Rencontre avec Laurence Potte-Bonneville

« Je voudrais écrire comme on chante »
Militante de la lutte contre le sida engagée aujourd’hui dans le domaine du handicap, Laurence Potte-Bonneville signe avec Jean-Luc et Jean-Claude (Verdier) un premier roman qui, à travers le périple improbable de deux pensionnaires d’un foyer pour handicapés, pose un regard singulier sur un monde mal connu du grand public.
Laurence Potte-Bonneville est une personne qui, pour le dire avec René Char, va vers son risque. Pour Corbières-Matin, elle revient sur la genèse de son livre, au croisement de ses engagements militants et d’une pratique d’écriture devenue pour elle d’une impérieuse nécessité. « Immergée dans un travail très prenant, j’avais besoin d’un espace pour déposer ce que je vivais et lui donner une autre forme ».
Laurence Potte-Bonneville a connu au Banquet du livre « le plaisir de lire à voix haute ». Elle sera ce soir à la Coop’Art de Serviès-en-Val, aux côtés de la comédienne Anne Alvaro, pour lire de larges extraits de Jean-Luc et Jean-Claude.
Corbières Matin : Votre roman s’ouvre sur une scène dont on apprend qu’elle se répète, à l’identique, une fois par semaine. Mais voici qu’un grain de sable dérègle le rituel et entraîne le récit dans une sorte de road movie dont personne ne semble maîtriser le déroulement. A partir de cet « événement indésirable », tout peut advenir… Jean-Luc et Jean-Claude dit l’incertain et le fragile de toute situation. Diriez-vous que c’est un texte hanté par l’inquiétude ?

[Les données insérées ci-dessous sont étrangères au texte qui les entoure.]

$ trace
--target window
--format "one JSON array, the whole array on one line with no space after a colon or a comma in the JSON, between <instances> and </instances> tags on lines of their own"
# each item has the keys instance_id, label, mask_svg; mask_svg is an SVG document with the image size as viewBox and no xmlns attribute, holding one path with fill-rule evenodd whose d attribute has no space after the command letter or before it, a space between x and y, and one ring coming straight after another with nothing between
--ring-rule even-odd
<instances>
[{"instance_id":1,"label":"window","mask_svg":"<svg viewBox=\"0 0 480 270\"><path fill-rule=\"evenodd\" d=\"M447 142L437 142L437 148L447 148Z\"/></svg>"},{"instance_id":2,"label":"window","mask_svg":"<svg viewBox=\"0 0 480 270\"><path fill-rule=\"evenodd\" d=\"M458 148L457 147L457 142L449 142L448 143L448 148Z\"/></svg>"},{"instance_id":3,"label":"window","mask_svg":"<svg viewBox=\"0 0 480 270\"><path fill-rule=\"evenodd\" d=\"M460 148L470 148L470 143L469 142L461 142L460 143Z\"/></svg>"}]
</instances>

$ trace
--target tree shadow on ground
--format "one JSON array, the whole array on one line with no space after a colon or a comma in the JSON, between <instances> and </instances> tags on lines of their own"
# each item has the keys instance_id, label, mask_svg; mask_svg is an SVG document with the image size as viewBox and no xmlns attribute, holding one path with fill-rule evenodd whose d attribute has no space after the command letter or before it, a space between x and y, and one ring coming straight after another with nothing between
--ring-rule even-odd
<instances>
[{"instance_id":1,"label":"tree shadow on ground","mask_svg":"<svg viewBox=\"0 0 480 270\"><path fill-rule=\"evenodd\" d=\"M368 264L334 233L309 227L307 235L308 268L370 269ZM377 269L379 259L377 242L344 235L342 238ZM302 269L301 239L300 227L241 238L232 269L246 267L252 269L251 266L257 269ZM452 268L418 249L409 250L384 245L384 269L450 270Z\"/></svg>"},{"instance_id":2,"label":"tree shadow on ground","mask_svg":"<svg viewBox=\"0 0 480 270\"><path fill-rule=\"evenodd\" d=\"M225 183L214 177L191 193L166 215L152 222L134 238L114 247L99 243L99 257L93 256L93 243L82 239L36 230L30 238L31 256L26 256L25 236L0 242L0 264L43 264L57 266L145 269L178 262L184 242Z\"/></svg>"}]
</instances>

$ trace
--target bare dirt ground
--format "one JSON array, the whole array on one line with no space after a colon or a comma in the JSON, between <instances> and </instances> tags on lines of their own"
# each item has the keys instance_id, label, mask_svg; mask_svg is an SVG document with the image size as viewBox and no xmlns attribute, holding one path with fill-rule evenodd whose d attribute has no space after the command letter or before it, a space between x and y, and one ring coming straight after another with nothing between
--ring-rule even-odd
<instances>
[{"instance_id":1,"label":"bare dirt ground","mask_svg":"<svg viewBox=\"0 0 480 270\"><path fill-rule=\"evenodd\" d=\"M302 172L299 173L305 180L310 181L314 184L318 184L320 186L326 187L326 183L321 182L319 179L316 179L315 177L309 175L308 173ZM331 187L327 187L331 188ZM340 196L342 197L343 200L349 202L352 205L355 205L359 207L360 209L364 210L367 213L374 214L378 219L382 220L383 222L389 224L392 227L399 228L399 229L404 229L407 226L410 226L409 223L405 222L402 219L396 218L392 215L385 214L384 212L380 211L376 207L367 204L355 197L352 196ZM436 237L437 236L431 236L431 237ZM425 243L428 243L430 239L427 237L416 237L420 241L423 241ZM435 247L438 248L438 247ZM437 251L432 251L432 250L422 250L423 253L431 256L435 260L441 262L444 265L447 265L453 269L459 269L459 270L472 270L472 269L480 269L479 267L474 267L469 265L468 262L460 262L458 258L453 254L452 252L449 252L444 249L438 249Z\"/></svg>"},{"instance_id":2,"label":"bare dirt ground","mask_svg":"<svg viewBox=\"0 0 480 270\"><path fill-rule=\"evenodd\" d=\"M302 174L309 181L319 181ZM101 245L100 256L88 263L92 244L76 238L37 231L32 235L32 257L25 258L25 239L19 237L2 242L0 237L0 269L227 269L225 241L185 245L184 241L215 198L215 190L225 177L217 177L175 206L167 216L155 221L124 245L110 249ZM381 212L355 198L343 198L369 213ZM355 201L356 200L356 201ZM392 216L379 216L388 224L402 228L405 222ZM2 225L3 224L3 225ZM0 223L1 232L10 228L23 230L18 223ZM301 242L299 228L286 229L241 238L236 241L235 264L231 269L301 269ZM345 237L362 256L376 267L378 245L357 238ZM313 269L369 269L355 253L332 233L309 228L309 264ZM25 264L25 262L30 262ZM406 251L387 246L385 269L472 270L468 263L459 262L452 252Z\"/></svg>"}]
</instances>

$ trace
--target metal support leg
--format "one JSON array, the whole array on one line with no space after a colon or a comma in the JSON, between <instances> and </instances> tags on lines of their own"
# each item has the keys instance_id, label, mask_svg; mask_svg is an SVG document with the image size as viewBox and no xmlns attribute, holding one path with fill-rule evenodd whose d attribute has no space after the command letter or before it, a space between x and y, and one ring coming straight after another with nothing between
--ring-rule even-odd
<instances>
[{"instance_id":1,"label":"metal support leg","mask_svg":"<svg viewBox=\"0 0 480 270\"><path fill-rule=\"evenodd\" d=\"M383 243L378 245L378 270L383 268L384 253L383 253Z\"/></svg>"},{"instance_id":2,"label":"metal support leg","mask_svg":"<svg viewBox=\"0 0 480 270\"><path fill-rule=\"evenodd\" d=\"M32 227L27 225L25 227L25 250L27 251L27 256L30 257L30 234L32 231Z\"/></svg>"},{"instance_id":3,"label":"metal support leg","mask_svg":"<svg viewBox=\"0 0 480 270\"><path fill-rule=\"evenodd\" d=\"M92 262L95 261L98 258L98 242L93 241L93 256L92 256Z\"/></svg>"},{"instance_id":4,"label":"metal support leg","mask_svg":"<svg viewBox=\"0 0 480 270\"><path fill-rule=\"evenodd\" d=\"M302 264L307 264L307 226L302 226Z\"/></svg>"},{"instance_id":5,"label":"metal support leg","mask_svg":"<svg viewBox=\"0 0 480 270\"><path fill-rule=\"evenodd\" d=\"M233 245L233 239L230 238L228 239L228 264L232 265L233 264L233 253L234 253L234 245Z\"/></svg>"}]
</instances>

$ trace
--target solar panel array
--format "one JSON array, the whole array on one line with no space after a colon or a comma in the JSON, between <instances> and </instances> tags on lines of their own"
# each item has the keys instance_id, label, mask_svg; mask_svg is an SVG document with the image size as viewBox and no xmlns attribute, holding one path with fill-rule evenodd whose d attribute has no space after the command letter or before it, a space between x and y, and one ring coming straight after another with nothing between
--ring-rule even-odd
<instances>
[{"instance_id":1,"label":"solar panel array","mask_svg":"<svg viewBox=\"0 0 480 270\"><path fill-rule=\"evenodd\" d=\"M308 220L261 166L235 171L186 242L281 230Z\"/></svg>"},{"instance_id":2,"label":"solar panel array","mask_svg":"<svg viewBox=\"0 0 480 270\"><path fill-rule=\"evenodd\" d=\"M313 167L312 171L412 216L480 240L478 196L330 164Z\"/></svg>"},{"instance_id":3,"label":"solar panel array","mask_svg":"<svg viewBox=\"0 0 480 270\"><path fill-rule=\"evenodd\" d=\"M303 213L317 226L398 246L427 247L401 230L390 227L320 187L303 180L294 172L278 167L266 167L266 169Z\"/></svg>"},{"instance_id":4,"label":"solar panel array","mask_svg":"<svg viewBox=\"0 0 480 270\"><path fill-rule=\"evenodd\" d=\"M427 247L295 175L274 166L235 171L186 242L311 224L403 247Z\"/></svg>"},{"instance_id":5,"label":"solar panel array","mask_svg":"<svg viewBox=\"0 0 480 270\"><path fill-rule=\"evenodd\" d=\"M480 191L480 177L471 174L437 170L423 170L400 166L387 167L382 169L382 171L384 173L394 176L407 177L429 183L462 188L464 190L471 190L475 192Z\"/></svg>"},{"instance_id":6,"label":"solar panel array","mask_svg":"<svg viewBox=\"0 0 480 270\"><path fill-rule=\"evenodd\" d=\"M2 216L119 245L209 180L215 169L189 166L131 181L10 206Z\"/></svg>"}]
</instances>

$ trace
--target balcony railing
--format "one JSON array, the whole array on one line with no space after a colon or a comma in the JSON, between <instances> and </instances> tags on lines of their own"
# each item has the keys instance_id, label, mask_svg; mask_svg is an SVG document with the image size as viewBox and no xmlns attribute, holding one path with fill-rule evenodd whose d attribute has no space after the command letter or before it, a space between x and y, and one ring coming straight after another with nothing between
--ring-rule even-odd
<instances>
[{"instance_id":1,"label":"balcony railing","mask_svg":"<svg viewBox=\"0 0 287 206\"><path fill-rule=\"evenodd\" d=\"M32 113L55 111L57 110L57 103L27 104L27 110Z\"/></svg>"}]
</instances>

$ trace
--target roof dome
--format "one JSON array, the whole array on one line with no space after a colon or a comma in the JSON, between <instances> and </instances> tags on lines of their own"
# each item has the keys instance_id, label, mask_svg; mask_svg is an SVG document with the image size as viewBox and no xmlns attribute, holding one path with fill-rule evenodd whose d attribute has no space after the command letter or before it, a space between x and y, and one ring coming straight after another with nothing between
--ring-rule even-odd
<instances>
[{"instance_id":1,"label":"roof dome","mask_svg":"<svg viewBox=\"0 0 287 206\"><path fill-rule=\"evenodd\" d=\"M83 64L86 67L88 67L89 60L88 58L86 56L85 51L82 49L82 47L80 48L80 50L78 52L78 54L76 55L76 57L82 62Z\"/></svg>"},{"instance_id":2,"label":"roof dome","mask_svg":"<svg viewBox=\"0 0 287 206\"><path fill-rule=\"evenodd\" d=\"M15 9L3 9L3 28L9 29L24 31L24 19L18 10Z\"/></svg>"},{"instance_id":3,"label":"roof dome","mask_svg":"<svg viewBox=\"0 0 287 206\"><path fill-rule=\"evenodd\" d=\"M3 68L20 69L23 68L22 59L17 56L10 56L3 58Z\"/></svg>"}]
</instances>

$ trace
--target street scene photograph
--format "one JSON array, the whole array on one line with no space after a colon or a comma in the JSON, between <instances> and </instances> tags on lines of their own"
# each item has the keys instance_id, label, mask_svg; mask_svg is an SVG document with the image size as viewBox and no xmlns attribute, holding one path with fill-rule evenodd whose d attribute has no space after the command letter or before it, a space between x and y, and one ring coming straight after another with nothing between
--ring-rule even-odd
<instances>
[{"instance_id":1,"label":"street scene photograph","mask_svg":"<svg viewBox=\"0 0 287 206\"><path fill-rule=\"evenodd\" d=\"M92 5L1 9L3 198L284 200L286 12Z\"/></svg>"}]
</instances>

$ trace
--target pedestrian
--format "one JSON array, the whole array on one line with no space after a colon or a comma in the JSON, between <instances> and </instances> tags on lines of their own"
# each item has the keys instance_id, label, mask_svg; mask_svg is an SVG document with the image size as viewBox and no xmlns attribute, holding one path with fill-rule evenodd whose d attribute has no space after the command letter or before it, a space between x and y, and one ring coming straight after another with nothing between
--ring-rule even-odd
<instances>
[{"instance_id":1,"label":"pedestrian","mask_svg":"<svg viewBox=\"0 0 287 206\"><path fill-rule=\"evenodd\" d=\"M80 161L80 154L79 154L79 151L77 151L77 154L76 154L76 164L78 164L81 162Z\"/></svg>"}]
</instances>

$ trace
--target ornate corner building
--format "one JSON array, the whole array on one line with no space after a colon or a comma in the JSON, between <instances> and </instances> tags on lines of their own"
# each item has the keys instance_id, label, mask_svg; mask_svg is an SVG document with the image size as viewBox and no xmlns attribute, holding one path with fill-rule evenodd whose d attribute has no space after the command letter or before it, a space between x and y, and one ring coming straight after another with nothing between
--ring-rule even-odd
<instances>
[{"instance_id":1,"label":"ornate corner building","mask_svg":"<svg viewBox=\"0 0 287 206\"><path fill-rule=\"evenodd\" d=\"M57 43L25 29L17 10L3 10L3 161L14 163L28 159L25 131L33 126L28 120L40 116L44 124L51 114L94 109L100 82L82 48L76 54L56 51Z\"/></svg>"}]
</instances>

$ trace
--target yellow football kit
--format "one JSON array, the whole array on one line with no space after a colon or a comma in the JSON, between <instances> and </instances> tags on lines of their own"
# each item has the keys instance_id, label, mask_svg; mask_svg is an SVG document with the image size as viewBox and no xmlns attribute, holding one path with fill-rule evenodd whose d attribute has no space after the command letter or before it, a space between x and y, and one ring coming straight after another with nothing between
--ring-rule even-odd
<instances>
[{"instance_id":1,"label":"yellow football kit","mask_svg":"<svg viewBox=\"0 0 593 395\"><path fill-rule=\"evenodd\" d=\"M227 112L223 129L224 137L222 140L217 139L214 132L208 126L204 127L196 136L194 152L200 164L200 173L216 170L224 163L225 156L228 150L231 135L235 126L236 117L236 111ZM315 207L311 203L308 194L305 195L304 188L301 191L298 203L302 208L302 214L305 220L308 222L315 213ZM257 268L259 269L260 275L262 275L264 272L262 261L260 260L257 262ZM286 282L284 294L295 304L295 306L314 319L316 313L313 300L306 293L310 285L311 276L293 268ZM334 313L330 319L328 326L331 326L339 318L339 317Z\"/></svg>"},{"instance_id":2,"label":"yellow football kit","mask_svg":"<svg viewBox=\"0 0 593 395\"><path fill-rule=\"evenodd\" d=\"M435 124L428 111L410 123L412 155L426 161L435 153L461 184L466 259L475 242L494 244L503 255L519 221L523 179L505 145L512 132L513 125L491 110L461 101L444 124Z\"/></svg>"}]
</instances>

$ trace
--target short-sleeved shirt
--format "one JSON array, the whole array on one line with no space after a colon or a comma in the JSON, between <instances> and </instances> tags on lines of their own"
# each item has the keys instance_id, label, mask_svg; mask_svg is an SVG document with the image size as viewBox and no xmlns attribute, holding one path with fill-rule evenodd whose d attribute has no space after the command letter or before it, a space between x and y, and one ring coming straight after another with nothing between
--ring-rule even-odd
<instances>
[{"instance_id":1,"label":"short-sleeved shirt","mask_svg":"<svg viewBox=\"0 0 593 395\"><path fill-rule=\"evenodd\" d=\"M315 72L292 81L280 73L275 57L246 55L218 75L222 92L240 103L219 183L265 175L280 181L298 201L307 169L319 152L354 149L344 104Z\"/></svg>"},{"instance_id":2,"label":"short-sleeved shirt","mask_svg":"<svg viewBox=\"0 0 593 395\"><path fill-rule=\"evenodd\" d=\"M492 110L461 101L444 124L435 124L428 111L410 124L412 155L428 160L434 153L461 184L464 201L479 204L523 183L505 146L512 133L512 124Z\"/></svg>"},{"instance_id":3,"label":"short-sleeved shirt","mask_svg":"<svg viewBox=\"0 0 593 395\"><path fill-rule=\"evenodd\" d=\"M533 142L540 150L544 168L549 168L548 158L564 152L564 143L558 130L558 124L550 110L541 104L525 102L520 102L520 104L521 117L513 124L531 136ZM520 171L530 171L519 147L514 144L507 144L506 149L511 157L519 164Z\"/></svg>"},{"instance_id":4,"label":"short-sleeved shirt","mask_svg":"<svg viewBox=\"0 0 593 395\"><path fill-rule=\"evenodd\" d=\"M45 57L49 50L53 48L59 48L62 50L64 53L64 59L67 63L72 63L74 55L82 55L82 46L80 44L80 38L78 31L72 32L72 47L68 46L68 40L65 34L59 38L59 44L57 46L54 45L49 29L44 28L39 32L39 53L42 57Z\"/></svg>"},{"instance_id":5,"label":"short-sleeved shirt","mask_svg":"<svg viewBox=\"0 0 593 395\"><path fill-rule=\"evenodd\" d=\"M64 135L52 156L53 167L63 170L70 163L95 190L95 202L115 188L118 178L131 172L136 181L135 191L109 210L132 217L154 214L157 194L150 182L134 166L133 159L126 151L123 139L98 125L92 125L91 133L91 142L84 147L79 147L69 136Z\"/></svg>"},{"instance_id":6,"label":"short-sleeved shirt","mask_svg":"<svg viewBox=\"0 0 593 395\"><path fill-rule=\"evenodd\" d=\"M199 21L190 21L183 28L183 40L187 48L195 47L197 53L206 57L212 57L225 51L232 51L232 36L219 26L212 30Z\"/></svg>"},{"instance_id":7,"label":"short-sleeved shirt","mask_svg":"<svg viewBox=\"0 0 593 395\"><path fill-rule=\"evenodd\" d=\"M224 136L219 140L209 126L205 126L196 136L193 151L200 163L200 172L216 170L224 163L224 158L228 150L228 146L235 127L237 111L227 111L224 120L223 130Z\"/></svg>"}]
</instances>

Laurence Potte-Bonneville : Ce qui m’a préoccupée n’est pas tant d’installer une inquiétude dans le récit – même si j’ai bien conscience qu’il y a une forme de suspense, quelque chose comme un fil fragile que l’on sent prêt à se rompre – mais je voulais surtout qu’il soit habité par la sollicitude. Le texte est fondé sur une tension entre inquiétude et sollicitude. Les personnages inquiets y sont peu nombreux. Il y en a toutefois un, vraiment inquiet celui-là, c’est le personnage du cueilleur qui vient en aide à Jean-Luc et Jean-Claude et dont le mantra est : « Il faut faire attention ». Mais à côté, se déploie toute une chaîne de sollicitude à travers des personnages qui forment comme des ombres bienveillantes.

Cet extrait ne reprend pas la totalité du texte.